C'est une vidéo qui circule sur les réseaux sociaux, notamment sur Facebook. On y voit Alain Delon, installé face à une caméra. L'acteur explique que cette interview a été réalisée avant sa mort, le 18 août dernier, à 88 ans. "Si vous regardez cette vidéo, c'est que je suis déjà mort", semble dire Alain Delon. "J'ai décidé de distribuer une partie de mon argent à tous les Français et je pense que c'est la bonne chose à faire". On l'entend affirmer ensuite que "chacun pourra gagner 4 000 euros dès le premier jour" dans le casino en ligne qu'il aurait demandé à sa fille, Anouchka, de créer après sa disparition. Mais cette vidéo est fausse.

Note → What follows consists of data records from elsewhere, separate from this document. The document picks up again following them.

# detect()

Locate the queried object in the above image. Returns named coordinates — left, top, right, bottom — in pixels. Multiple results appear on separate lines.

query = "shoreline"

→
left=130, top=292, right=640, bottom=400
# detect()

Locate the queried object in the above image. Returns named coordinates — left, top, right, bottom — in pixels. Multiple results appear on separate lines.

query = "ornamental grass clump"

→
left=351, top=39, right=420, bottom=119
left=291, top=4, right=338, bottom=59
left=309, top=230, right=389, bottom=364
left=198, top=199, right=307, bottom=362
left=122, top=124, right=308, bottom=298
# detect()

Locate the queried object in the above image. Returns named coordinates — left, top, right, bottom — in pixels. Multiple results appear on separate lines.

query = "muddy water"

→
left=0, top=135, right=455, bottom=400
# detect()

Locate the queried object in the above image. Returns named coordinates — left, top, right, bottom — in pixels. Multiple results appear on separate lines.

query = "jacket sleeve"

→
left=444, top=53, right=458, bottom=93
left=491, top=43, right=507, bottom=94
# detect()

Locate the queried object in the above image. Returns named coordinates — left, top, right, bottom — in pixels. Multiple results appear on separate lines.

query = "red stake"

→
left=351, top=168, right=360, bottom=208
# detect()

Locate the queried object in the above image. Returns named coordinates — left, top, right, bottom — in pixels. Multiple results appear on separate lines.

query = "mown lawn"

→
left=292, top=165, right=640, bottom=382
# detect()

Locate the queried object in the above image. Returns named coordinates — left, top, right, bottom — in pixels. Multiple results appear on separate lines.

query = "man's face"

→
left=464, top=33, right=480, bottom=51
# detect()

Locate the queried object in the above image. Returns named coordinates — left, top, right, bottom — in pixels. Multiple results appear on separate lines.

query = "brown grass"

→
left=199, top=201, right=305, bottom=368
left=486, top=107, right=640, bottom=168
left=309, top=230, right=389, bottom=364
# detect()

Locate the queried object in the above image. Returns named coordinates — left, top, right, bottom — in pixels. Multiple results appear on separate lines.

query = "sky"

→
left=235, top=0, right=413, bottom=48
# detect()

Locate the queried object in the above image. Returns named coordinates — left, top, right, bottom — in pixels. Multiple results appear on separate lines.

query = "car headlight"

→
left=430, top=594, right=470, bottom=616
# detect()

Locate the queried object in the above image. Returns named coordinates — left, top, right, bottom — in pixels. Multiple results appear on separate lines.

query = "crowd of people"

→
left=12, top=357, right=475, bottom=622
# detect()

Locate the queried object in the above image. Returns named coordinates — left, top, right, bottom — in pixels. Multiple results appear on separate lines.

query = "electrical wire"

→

Pub d'une arnaque sur Facebook, exploitant la mort d'Alain Delon
— Méta-Brouteur (@Metabrouteur) August 26, 2024
Ca va trop loin... pic.twitter.com/22SmSqSowt
Il s'agit d'un "deepfake", une vidéo truquée, créée avec l'aide d'une intelligence artificielle, où l'on fait dire tout et n'importe quoi à qui l'on veut. Elle semble vraie parce que la voix d'Alain Delon est reproduite, elle est reconnaissable, et sa bouche semble vraiment prononcer les mots qu'on lui prête.
En l'occurrence, cette fausse vidéo d'Alain Delon est l'un des éléments d'une usurpation d'identité plus large faite par le site polonline.top, créé dans l'Est de l'Europe, comme l'a noté France 3, dans le but d'escroquer les gens. Méta, l'entreprise à laquelle appartient Facebook, a désactivé la vidéo depuis mais des copies circulent toujours sur les réseaux sociaux.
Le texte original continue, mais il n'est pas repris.